Each year, the Data for Good Exchange (D4GX) assembles a wide range of professionals in the fields of data science, technology, sustainable development, and more, who explore ways to make data more useful to the public. We have attended this event every year since its inaugural edition in 2014. It’s a favorite!
This year’s D4GX centered around the theme of data science for the UN Sustainable Development Goals. It kicked off with a keynote by Shawn Edwards, CTO of Bloomberg, Francesca Perucci, Assistant Director of the UN Statistics Division, and Claire Melamed, CEO of Global Partnership for Sustainable Development Data. They reflected on the likelihood of achieving the Sustainable Development Goals by 2030, pointing out that one third of the allotted time has already passed since their adoption in 2015; more progress is urgently needed. A statistic partially illustrates the scope of the challenge; 7% of the world population is still not included any data set—their experiences are completely ignored, and the ability to achieve the goals in those communities is hindered.

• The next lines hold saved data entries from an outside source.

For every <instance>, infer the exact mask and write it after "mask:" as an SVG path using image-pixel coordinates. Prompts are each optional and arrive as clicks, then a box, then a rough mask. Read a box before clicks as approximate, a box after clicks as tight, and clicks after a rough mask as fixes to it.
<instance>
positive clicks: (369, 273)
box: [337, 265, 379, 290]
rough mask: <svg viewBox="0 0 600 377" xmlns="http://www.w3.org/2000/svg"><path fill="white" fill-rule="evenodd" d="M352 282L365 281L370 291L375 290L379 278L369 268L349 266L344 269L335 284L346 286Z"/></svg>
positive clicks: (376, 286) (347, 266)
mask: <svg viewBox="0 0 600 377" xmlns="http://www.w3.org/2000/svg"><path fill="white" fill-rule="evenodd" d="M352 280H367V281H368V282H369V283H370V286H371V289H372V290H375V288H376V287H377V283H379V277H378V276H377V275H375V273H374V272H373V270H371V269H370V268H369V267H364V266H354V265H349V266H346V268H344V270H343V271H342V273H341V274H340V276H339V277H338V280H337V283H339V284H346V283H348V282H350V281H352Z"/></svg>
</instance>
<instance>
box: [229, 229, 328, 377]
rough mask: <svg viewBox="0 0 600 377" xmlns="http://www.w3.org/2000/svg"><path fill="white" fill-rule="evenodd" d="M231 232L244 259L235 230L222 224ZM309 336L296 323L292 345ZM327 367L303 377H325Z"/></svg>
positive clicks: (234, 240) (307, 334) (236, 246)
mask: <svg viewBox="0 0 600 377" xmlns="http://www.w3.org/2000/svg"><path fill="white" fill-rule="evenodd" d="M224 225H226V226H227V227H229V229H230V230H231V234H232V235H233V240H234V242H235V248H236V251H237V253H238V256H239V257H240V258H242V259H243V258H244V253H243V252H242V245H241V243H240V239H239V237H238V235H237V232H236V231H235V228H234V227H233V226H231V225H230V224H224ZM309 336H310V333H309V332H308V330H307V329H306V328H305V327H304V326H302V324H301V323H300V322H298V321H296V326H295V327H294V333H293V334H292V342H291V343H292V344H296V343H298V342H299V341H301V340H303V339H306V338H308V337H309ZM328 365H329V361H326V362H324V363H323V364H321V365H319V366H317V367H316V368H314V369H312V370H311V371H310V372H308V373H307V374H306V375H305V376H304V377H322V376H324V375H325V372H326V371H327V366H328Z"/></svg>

Although sessions focused on a wide range of topics and locations, some common themes emerged. One common thread was the importance not just of data, but of data practice and practitioners in the creation of social equity. For example, many speakers mentioned that not all communities have equal access to data methods; a lack of technology or expertise often impedes the utilization of data outside of cities. In a room full of data scientists, only a few worked in areas that were not major metropolitan areas. Bringing talent to areas that need it is a challenge and is an important part of ensuring data is used for the benefit of all. Also on the topic of equity, a panel focused on using data science to address gender inequality. A key problem of there is a lack of data; the data gaps are themselves indicators of equity gaps. If we don’t have information on gender inequity, we cannot formulate effective policies to address it.
Another theme was the need for systems and practices that support making decisions and taking action. Data that is collected but not used is, well, not very useful. One organization that attempts to address this is Data Mermaid, an open platform that collects and visualizes data about coral reefs. While the deteriorating state of much of the world’s coral has been publicly discussed, much of the underlying data has been available to researchers in forms that do not actually supports quick decision making and effective management. Making data available does not necessarily make it useful—some thought must be given to presentation as well. We were reminded of some other crowd-sourced or collaborative data efforts that are yielding interesting results. For instance, uBiome is attempting to catalogue the surprisingly diverse microflora of the human body. The Great Backyard Bird Count engages amateur and professional birdwatchers alike in a massive, multi-country effort to count all of the birds in North America.
Some sessions zoomed in on the use of data in specific cities. A new data platform in Bogotá, Colombia showed that an overwhelming majority of Colombian citizens feel that the government lacks transparency and corruption is a significant issue. To address this problem, data scientists at Bloomberg partnered with the city government of Bogotá to open up data access to construction projects initiated and owned by the municipal government. For each project, the public can see the location, progress, cost, number of employees and information about the construction company. Open access to this previously hidden data helps to build trust between the citizens of the city and their government.
A final takeaway: all of this must be done ethically. In order for data to be useful to the public, people must be able to trust that their data is safe and their privacy is being protected. Multiple organizations are taking on this challenge. The Global Data Ethics Project has rolled out a the FORTS framework—short for Fairness, Openness, Reliability, Trust, and Social Benefit. It attempts to lay out guidelines for technologists to follow as they build the next generation of data systems. Mozilla is also developing a curriculum to teach data ethics to developers and other members of the technology community. We will be interested to see how these efforts evolve into a firm foundation on which to build data systems that serve the public interest.
We look forward to D4GX every year, and this edition did not disappoint!